Il en a l’esthétique technique : les murs font des angles-droits et n’ont pas l’air plus épais qu’une feuille de papier. Le bestiaire se présente sous forme de simples sprites et a la même dynamique complémentaire. Question tir, on est sur du hitscan quand on arrose, mais pas dans l’autre sens de sorte à ce que l’on puisse taper des petites esquives. Voilà, globalement, les cases du genre sont cochées.
Là où je veux en venir, c’est que le jeu a aussi l’audace de récupérer l’aspect dédale confus et bordélique qui faisait la disgrâce de ses modèles, et en fait un véritable atout dans son design. En voilà un de move qui tient du génie.
On traverse des plâtrées de couloirs qui ont la même gueule surréaliste, à toute berzingue, le moindre mouvement de caméra peut suffire à une rotation complète et complètement esthétique ; alors que les niveaux nous mettent sous le nez un nombre de cul-de-sacs qui s’en va croissant à mesure que l’on s’approche de l’arrivée. En clair, le jeu met notre orientation à l’épreuve.
Au moindre fléchissement dans notre concentration, on perd nos moyens et on rebrousse chemin sans même s’en rendre compte, ou alors on ne repère pas une sale bestiole qui traîne dans un quelconque angle mort. Ce genre d’erreur ne pardonne pas, c’est le game over assuré.
Une bonne run ne se produit donc que lorsque l’on ouvre grand ses mirettes et ses esgourdes, que rien ne nous échappe. Les headshots sont instantanés, pleuvent sans discontinuer. Le sprint et les glissades se font dans la bonne direction, sans hésitation. Alors, là on devient un torrent, une force de la nature qui coule tranquillement sur son chenal. On est à notre place, on embarque tout sur notre passage comme si nous n’avions toujours fait que ça. Pure jubilation.


Du Riff-ifi chez les épileptiques


Post Void fait ce truc que j’aime bien et que font certains jeux exceptionnels. C’est quand gamer et controller ne font plus qu’un. Bien belle analogie, pas mal pour clore mon pavé.

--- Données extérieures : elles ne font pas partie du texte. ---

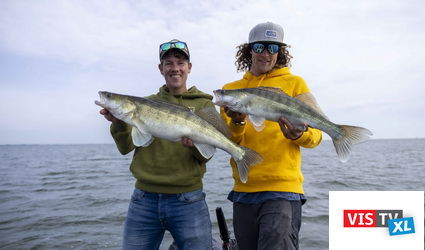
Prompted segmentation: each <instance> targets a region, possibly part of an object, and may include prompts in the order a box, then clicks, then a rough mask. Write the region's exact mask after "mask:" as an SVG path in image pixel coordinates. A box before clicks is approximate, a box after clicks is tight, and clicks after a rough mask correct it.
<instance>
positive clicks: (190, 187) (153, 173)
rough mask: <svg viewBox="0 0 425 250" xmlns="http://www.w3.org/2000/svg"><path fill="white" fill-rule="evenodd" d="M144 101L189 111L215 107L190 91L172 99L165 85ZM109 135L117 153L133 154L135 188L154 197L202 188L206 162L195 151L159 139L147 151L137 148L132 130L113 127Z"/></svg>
mask: <svg viewBox="0 0 425 250" xmlns="http://www.w3.org/2000/svg"><path fill="white" fill-rule="evenodd" d="M147 98H152V99H159V100H164V101H168V102H173V103H178V104H182V105H184V106H187V107H189V108H190V109H191V110H192V111H197V110H200V109H202V108H205V107H214V105H213V103H212V101H211V100H212V99H213V97H212V96H211V95H208V94H205V93H203V92H201V91H199V90H198V89H197V88H196V87H192V88H190V89H189V90H188V91H187V92H185V93H183V94H177V95H172V94H170V93H169V92H168V89H167V87H166V86H165V85H164V86H162V87H161V88H160V89H159V92H158V93H157V94H155V95H151V96H148V97H147ZM111 134H112V137H113V138H114V140H115V143H116V145H117V147H118V150H119V151H120V153H121V154H123V155H125V154H128V153H130V152H131V151H133V149H134V155H133V160H132V162H131V165H130V171H131V172H132V173H133V176H134V177H135V178H136V179H137V181H136V185H135V186H136V188H138V189H140V190H144V191H147V192H153V193H168V194H173V193H185V192H191V191H195V190H198V189H200V188H202V178H203V176H204V174H205V172H206V162H207V161H208V160H209V159H205V158H203V157H202V156H201V155H200V154H199V152H198V151H197V150H196V148H195V147H191V148H187V147H185V146H183V144H182V142H181V141H178V142H170V141H167V140H163V139H160V138H155V140H154V141H153V142H152V144H150V145H149V146H148V147H136V146H134V144H133V142H132V139H131V126H130V125H127V124H124V123H123V124H117V123H112V125H111Z"/></svg>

Ici, le phénomène est créé à partir d’un contexte tendu dans lequel on est en décrépitude continue. Seule issue, parvenir à l’extrémité du parcours avec la plus grande célérité. Or, le jeu va faire tout ce qui est en son pouvoir pour nous désorienter et nous faire perdre la boule. Les décors, dénués de points de repères stables, gerbent les mêmes couleurs impossibles que Lucy a du apercevoir dans le ciel. L’unique morceau de la bande-originale (d’ailleurs le voici), dans un ton assorti et qui tourne en boucle dans notre crâne, n’aide pas à garder son sang-froid, je vous l’assure.

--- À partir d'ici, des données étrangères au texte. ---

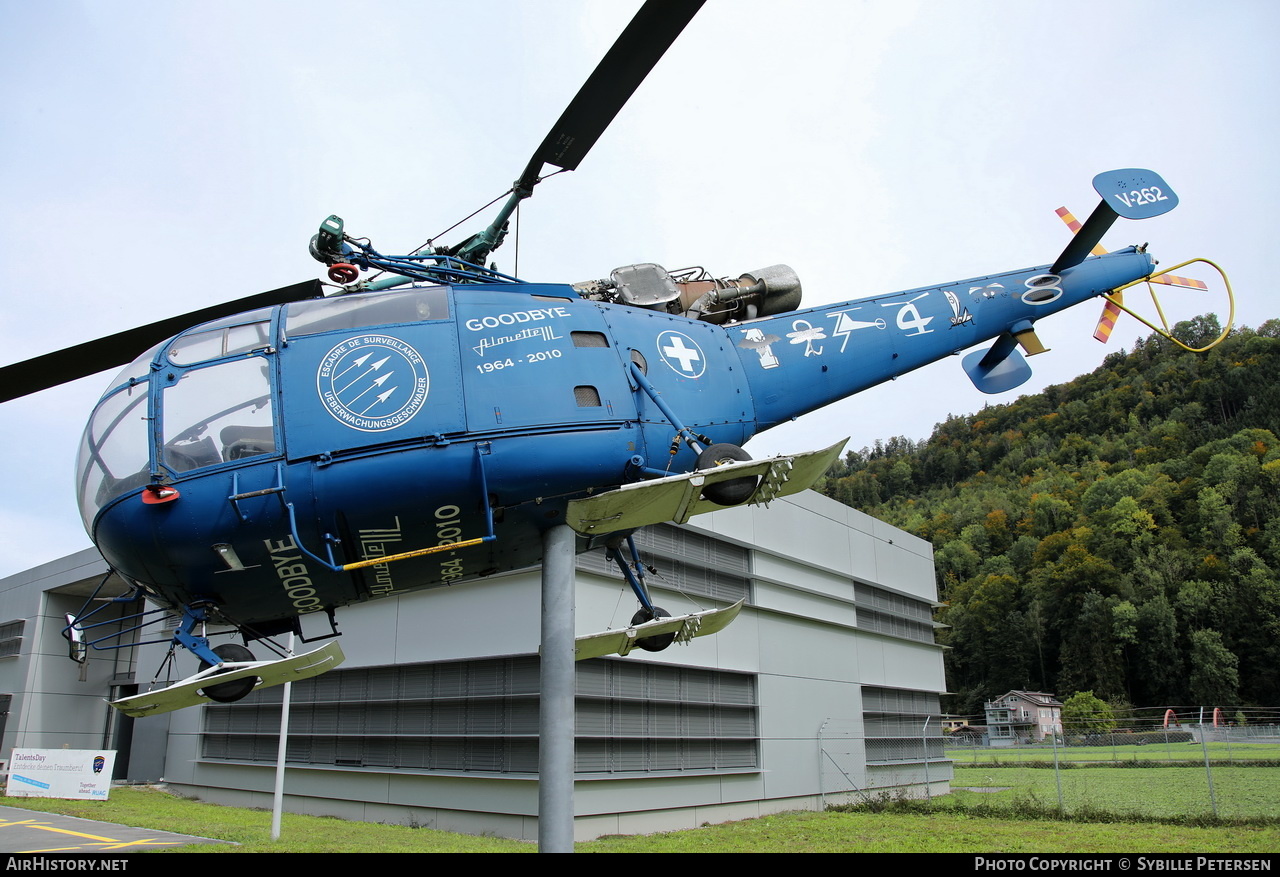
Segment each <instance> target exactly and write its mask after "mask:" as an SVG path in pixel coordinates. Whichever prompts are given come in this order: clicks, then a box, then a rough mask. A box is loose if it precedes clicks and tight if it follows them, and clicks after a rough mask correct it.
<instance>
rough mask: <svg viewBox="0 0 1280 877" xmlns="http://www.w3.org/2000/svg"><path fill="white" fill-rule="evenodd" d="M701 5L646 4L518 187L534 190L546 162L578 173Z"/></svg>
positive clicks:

Post Void n’est pas pour autant qu’un énorme sadique. En vérité, il se la joue un peu Miyagi. Il nous en fait, certes, voir de toutes les couleurs et plus encore. Mais sa volonté est que nous le dépassions, ce qui ne manque pas d’arriver. Dès lors, c’est une transe. Marque des grands die-and-retry, on se sent invincible et tout-puissant. Je sais pas vous mais moi je vais pas cracher sur ce sentiment de contrôle sur ma vie, on en a tous besoin de temps en temps.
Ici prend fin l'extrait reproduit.